Gleb has written a necessary book. In it he has distilled a lifetime of experience and many years of academic research.
Archipelago of Hope points us in a new direction at a time when our need for a new direction has become more than urgent. Modern concerns, the big question of anthropogenic ecosystem collapse and the threats to our civilisation of business-as-usual economics meet the perspectives of cultures whose core business has always been the stewardship of the land.
The author’s personal life-story and the narrative of concern for the planet are unassumingly interwoven in a manner that leaves no doubt as to the importance of what we might call ‘grassroots or humanitarian storytelling’. By focussing on the life and practices of indigenous communities from Lapland to Northern Thailand, from British Columbia to the Amazon Basin, from the Russian Arctic to the glaciers of Central Asia, and in particular on the conversations he himself has had with these communities over the course of many years of travel, Gleb presents a discourse of common concern in the shared plight of the planet which is still very much on the fringes of what we are wont to call civilisation, and woefully so.

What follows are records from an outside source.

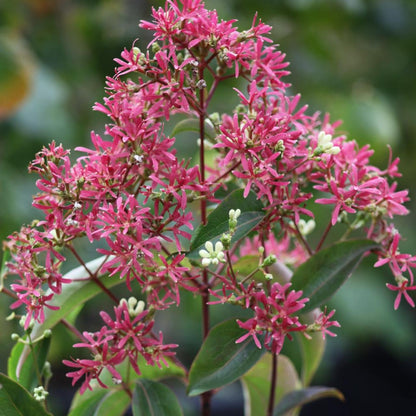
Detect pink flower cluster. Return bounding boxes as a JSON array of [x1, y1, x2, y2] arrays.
[[2, 0, 416, 390], [63, 299, 177, 394]]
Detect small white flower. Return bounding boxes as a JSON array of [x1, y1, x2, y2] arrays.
[[133, 155, 144, 164], [33, 386, 49, 402], [119, 296, 146, 317], [314, 131, 341, 155], [73, 201, 82, 211], [298, 220, 316, 235], [199, 241, 225, 267]]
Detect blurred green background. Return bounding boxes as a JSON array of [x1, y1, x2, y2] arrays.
[[0, 0, 416, 416]]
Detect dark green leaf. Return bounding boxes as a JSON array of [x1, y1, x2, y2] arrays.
[[16, 256, 123, 377], [241, 354, 301, 416], [273, 386, 344, 416], [292, 240, 378, 312], [233, 254, 265, 282], [171, 118, 217, 140], [188, 319, 264, 396], [188, 189, 265, 258], [68, 388, 108, 416], [91, 389, 131, 416], [132, 379, 183, 416], [69, 357, 185, 416], [100, 356, 185, 386], [296, 320, 326, 386], [0, 374, 51, 416], [7, 338, 50, 391]]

There is heartache, outrage, anxiety in the accounts of environmental devastation experienced by the indigenous peoples Gleb visits in these pages, but also hope and possibly inspiration to be had from witnessing their responses to the challenges we face.
This is a thought-provoking piece of storytelling that remains gracious in its implied contentiousness. The style is lucid and grounded in observation, but also tender, spacious and engaging. A must for any concerned human being.